Manche Eigenarten ihrer neuen Familie verstand Martina bis jetzt nicht. Warum waren ihre Zimmer von einem Tag auf den anderen zu verbotenen Orten geworden? War das die Strafe für etwas, das sie unwissentlich getan hatte? Wegen der Sache mit dem Notizbuch und dem Schloss? Aber sie hatte noch mehr Fragen. Wenn Vater so ein wichtiger Anwalt war, der so viel zu tun hatte, wie er immer sagte, wieso war er dann nachmittags nicht im Büro? Warum hatten sie keinen Fernseher wie alle anderen? Warum durften sie nicht draußen spielen, auf der Straße, mit den übrigen Kindern? Als Martina das Mutter eines Tages fragte, kniff die sie liebevoll in die Wange und erklärte, vier Kinder hätten sie genau deswegen bekommen, damit diese nicht in Versuchung gerieten, auf der Straße nach Ablenkung zu suchen. Was gab es Besseres, als mit seinen Geschwistern zu spielen?, fuhr sie fort, und für Martina ging die Rechnung zunächst nicht auf – Damián, Rosa und Aquilino –, bis sie begriff, dass Nummer vier sie selbst war.

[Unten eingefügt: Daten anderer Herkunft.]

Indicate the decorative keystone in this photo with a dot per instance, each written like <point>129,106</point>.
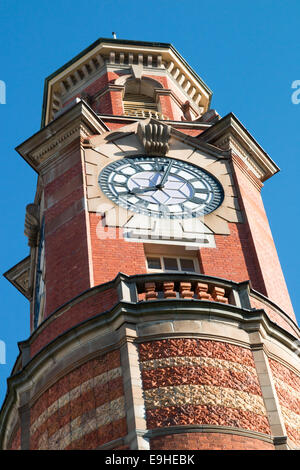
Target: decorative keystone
<point>32,224</point>
<point>154,137</point>
<point>150,291</point>
<point>185,290</point>
<point>218,295</point>
<point>202,291</point>
<point>169,292</point>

Während sie sich mit der Königin einen Bauern einverleibte, befiel sie das Gefühl, alle würden bloß Theater spielen, keiner tue, was er eigentlich tun wolle. Damián hasste Hausaufgaben, am liebsten fläzte er auf dem Bett und las Comics – die für sein Alter viel zu kindlich waren, wie Vater sagte. Rosa verabscheute Bücher über Astronomie oder Botanik wie jedes andere Mädchen auch; was ihr wirklich Spaß machte – das wusste Martina genau –, war Fußball spielen wie die Jungs, wie die richtig wilden Jungs. Und was Mutter betraf, war Martina sich sicher, dass sie lieber betete, als zu nähen, und lieber aß, als zu kochen – es genügte, dass Vater ihr den Rücken zukehrte, damit man das sah. Die Einzigen, die sich wohlfühlten, waren womöglich Aquilino und Vater. Wenigstens wirkten sie zufrieden, jeder auf seine Weise. Und sie selbst, Martina, na ja, das Einzige, was sie sich wünschte, war das Unmögliche, auch wenn sie nicht einmal sagen konnte, was dieses Unmögliche war. Jedenfalls bestimmt nicht, die Nachmittage und Abende in diesem kleinen Wohnzimmer zuzubringen, an dem runden Tisch mit der bodenlangen Decke, mit den sechs steifen Stühlen und dem mit Häkeldeckchen überzogenen Sofa, den Kreuzstichbildern von Orangen und Äpfeln, dem Regal mit den penibel aufgereihten Bänden der Enciclopedia Salvat – wer einen herausnahm, musste ihn später unbedingt an die richtige Stelle zurückstellen –, und mit ihr, Martina, die vor dem Schachbrett und dem aufgeschlagenen Lehrbuch saß und Eröffnungen und alle möglichen Spielzüge übte – Rochade, Schachmatt, sizilianische Verteidigung. Alle schwiegen und schienen einverstanden, nur Martina entfuhr gelegentlich ein Seufzer, der so ungehörig wirkte wie ein Furz.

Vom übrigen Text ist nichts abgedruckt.